Single-species genus of conifers

Sundacarpus is a monotypic genus of conifer in the family Podocarpaceae. It was established by Christopher Nigel Page in 1989 and contains a single species – Sundacarpus amarus – which had formerly been classified variously as a species of Podocarpus or of Prumnopitys. In Australia it is treated as Prumnopitys amara (Blume) de Laub.

==Description==
Sundacarpus amarus is a large evergreen tree, 10–60 m in height, with a trunk from 12–140 cm in diameter. The leaves are 5–15 cm long and narrow.

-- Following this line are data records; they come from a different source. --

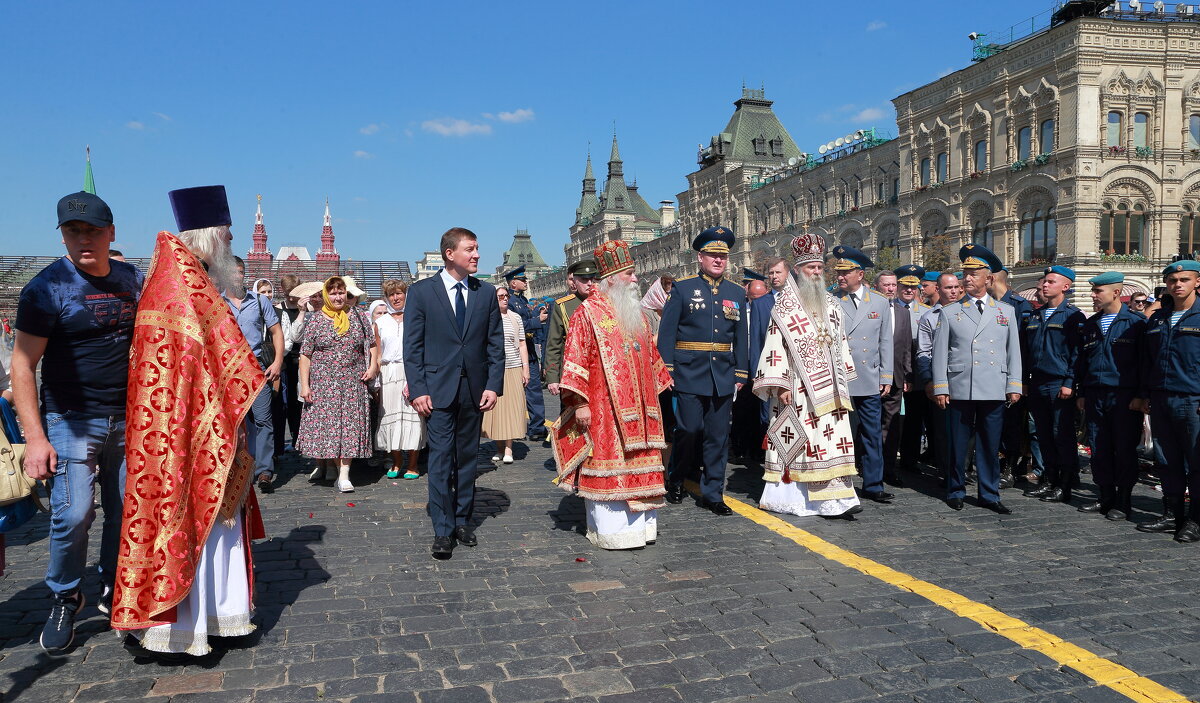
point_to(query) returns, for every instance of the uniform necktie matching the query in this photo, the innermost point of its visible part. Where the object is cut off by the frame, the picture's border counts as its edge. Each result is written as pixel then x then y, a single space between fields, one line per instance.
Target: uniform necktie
pixel 460 307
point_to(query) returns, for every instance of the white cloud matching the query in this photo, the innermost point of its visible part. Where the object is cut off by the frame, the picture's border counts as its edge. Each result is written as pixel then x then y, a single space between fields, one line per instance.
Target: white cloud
pixel 869 115
pixel 455 127
pixel 519 115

==Distribution and habitat==
Sundacarpus amarus is native to parts of Australia and Malesia. In Australia, the genus is found only in Queensland, primarily on the Atherton Tableland and adjacent parts of northeastern coastal Queensland. It is quite common in New Guinea, New Britain, and New Ireland, where it is often found in montane forests together with southern beech (Nothofagus). Sundacarpus amarus is also found on the Indonesian islands of Buru, Halmahera, Morotai, Sulawesi, Lombok, Flores, Timor, Sumbawa, Java, Sumatra, in Sabah province on the island of Borneo and on Mindanao and Luzon in the Philippines.